FDI pledged hits record, but less actually arrives
The amount of investment pledged to Korea has seen a steady rise for the past few years, except for a brief dip in 2013 when the figure fell below $15 billion. It then quickly recovered, topping $20 billion in 2015 and rising 1.9 percent the following year, according to a report by the Ministry of Trade, Industry and Energy.
Manufacturing investment kept up its solid pace of growth, expanding 12.4 percent to $5.13 billion. But it was the service industry that led the charts last year.
Capitalizing on a growth trend since 2011, investment pledged from abroad for the service industry last year stood at $15.51 billion, up 5.3 percent from 2015. The ministry reported that business services, especially, enjoyed lucrative promised investment, rising from $2.02 billion in 2015 to $3.71 billion last year.
By type, greenfield investment took up the largest portion of the pie, with $15.02 billion pledged by foreign companies looking to build their businesses in Korea from the ground up. “Investments intended to utilize Korea’s free trade agreement platform with other countries and to establish a global manufacturing hub have gone up,” the ministry said in its report.
But such expansive growth in promised investment might end up being fool’s gold. While over $21 billion was pledged in 2016, only $9.76 billion actually made its way to Korea, down $6.74 billion from 2015.
Out of $6.27 billion promised for merger and acquisition deals, only $3.29 billion entered Korea, $5.54 billion less than in 2015. The amount of pledged investment for M&As also was 7.8 percent lower than in 2015. Even green field investment arriving in Korea took a hit, sinking from $7.67 billion in 2015 to $6.47 billion in 2016.

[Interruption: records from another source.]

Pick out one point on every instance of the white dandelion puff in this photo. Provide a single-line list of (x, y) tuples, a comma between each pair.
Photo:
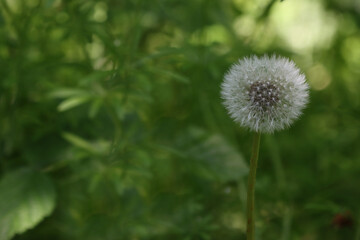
[(265, 94)]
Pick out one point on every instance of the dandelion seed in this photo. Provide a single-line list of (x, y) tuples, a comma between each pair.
[(271, 90)]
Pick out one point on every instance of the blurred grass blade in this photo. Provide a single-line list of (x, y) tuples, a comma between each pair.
[(67, 92), (78, 141), (27, 197), (72, 102)]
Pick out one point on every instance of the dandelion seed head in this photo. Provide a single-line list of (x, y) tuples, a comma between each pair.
[(264, 94)]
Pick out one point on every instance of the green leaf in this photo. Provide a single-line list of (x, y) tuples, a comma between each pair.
[(67, 92), (220, 158), (78, 141), (27, 197), (72, 102)]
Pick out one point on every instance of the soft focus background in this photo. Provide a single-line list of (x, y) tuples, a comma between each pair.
[(112, 126)]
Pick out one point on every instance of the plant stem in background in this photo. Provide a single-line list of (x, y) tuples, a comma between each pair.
[(250, 228)]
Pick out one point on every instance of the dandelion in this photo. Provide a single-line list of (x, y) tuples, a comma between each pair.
[(265, 95)]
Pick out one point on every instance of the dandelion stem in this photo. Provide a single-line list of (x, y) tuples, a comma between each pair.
[(250, 228)]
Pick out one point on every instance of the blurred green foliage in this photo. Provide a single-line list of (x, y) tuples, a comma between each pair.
[(112, 127)]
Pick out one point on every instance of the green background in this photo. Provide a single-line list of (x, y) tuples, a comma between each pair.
[(112, 126)]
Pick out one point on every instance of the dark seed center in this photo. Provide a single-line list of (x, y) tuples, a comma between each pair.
[(263, 95)]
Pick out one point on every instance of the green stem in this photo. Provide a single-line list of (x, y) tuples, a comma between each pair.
[(250, 228)]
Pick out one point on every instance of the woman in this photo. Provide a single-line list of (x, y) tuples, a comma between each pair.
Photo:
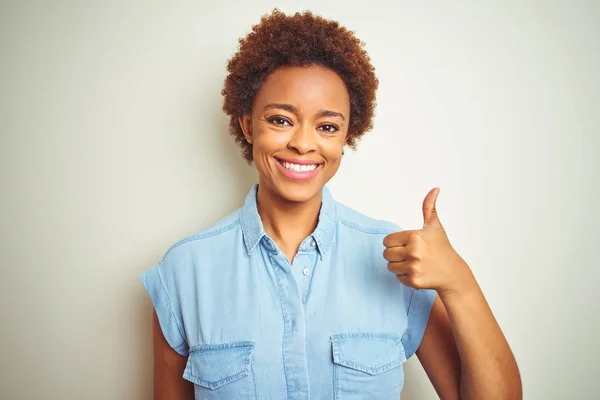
[(295, 295)]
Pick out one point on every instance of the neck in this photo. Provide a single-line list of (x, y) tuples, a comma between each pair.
[(287, 223)]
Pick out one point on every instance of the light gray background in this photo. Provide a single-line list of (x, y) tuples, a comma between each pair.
[(113, 146)]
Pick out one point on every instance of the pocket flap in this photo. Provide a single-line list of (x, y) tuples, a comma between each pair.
[(215, 365), (372, 353)]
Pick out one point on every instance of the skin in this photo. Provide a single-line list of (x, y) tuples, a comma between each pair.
[(463, 350)]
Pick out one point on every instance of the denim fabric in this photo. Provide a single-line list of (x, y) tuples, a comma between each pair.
[(333, 324)]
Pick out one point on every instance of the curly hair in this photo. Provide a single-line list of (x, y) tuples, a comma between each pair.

“Regarding the decrease in foreign direct investment in M&As, it wasn’t a single factor that caused the fall,” a ministry official said. “The World Investment Report by the United Nations Conference on Trade and Development projected that cross-border M&As would fall in 2016 worldwide, and we believe this global trend also took its toll in the Korean market.”
The UN report said that “the expected decline of FDI flows in 2016 reflects the fragility of the global economy, persistent weakness of aggregate demand, effective policy measures to curb tax inversion deals and a slump in multinational enterprises profits.”
Still, the ministry assured that most of the promised investment would eventually make it onto Korean soil. “Foreign investors normally commit to long-term projects, which progress over one to three years,” said an official from the ministry’s investment policy division. “For instance, if a foreign company commits $100 billion for a project, it doesn’t pour in the entire amount instantaneously. Instead, the investment arrives in phases. This is why the figure fluctuates each year. What we need to watch for is the progression.”
The official added that foreign investors sometimes do back out of their commitments “due to their internal affairs or market conditions, but this has nothing to do with the arrived amount of foreign direct investment.”